Intermediate Yoga Poses Pictures

As a fireman, Evan was the last person you’d think of as fearful. He was more than six feet tall and muscular, having spent much time in the firehouse gym. He came to yoga because his girlfriend threatened to leave him if he did not learn to talk to her more, treat her more gently, and take her to nice places. She believed he was afraid to show any emotion, and he was not very interesting company.

At first, Evan was very eager to be in yoga. He wanted to learn how to treat his girlfriend better, which he set as his priority goal. However, in yoga he discovered that he lacked relationship skills that most men his age had already mastered. He began to realize that he couldn’t treat his girlfriend like his firehouse buddies. Suddenly he became more anxious and told the coach that this process was not for him and he didn’t like his girlfriend that much anyway. When the coach pointed out that his statement reflected fears of the unfamiliar, Evan denied any fear. The coach continued to reassure him that any fears were a normal part of the process and that it would soon get easier for him. The coach used weight lifting as an analogy that yoga also was hard and that it took a lot of persistence and strength-building through repetition.

Evan got it, though he was still fearful. He agreed to continue seeing the coach, and it took about a month, but Evan began to get more comfortable talking about his feelings, thoughts, and goals. He became more adept at courtship skills, and his girlfriend became much more satisfied. He learned to share more about himself and his feelings, automatically making him a more interesting companion. By sticking with yoga through the fear, Evan eventually was able to get past it and eventually reach his primary goal.

In chapter 13 we will further explore Achilles Factors that sometimes resist outcomes in yoga as well.

Anxiety or depressive symptoms developing or worsening

Here’s an exercise that translates these fears into statements that many yoga clients make. Go through the list and check off which ones apply to you. Even if you’re not yet in yoga, you can get a sense of if and how your fears might surface during the process. Where you place a check, recognize that this is a likely place around which anxiety will surface during yoga.

Intermediate Yoga Poses Pictures Photo Gallery




When someone starts asking me about areas that are particularly sensitive, I tend to change the conversation.

I’ve found myself being unaccountably angry when I become anxious.

When I’m asked to change the way I work, I find myself resisting doing things the new way, even though I know I’m putting myself in jeopardy.

I avoid participating in activities I’ve never done before; I make excuses about why I can’’ participate that have nothing to do with my fear.

I become nervous when people bring up ideas or points of view that threaten what I thought to be true, and I often judge them harshly.

When I become nervous or anxious because of stressful situations, I seek comfort in my addictions alcohol, drugs, gambling, and so on.

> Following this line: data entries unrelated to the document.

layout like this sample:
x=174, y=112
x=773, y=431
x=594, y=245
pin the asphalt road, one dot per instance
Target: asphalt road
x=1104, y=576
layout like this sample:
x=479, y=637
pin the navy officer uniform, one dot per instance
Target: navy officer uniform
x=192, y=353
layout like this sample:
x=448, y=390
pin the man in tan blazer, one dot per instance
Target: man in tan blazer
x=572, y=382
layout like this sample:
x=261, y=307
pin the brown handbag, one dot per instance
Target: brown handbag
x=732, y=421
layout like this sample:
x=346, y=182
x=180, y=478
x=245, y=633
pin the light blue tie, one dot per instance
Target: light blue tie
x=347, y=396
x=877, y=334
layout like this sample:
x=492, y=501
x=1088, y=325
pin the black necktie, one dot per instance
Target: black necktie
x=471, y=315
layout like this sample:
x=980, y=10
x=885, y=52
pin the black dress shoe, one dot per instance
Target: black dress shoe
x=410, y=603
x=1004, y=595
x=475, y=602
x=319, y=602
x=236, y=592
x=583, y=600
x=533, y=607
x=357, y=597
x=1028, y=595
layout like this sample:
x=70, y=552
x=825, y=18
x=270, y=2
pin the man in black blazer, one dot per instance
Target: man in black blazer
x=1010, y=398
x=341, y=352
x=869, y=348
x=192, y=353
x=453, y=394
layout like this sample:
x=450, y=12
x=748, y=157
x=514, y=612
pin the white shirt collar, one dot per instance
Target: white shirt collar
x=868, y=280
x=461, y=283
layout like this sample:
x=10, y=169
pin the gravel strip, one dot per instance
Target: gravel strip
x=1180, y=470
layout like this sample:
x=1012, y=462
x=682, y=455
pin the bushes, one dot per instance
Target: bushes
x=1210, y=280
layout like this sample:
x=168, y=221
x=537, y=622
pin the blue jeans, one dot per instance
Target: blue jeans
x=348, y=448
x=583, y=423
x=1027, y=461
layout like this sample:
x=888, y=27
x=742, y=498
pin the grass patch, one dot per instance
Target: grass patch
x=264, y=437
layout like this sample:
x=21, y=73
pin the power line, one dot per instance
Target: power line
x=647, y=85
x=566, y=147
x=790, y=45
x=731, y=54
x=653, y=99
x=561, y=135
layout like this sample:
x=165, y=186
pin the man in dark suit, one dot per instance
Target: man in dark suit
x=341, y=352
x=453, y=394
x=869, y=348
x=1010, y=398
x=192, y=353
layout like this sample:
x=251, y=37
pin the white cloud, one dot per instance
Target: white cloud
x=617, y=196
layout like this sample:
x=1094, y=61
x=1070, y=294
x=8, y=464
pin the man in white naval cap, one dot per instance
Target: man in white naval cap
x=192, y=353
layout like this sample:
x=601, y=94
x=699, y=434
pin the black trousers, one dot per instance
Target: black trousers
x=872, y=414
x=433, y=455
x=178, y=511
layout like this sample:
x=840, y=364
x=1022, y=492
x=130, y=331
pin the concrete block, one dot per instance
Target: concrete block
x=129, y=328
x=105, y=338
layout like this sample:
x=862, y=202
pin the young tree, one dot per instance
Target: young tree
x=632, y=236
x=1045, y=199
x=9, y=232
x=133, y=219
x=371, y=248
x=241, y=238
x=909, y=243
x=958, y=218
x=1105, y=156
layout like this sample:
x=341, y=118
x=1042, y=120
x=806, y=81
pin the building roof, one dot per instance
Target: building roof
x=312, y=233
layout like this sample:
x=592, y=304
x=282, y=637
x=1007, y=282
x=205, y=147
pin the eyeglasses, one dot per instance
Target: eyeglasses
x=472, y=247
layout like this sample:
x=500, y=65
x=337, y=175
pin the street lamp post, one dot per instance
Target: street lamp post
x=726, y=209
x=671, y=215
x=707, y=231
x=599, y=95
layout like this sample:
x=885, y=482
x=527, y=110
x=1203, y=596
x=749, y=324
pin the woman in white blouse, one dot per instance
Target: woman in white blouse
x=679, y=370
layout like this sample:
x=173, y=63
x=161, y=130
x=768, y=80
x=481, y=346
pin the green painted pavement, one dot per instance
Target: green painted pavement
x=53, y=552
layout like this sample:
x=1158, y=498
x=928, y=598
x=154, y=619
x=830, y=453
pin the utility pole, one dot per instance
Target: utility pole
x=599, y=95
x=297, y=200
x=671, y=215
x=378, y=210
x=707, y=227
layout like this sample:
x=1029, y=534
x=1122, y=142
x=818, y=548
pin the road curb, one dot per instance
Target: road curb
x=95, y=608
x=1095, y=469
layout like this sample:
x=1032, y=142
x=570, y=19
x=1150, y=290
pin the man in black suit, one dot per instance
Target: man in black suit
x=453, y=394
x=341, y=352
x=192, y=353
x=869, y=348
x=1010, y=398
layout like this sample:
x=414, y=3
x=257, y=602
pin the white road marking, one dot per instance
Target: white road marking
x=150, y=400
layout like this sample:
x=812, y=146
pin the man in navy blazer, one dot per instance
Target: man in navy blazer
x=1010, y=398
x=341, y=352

If I can’t master a skill or a task right away, I often feel ashamed of myself and beat myself up in the internal dialogue in my head.

When things go even a little bit wrong in a relationship or at work, I always convince myself that I’m going to be dumped/fired.

Good Yogis don’t try to fix the fears. It takes time and work to get over them. Instead, they hang in there during times of heightening fears, and this willingness to do so solidifies the relationship with the client. In contrast, because of the power imbalance in yoga poses, it often results in an unequal relationship, where the patient talks and the therapist listens and sometimes judges and interprets. The relationship is therefore unbalanced. In yoga, there’s a feeling of we’re both in this together. By helping clients overcome their fears over a period of time, Yogis also help them learn how to be resilient and deal more effectively with other types of fears that arise later.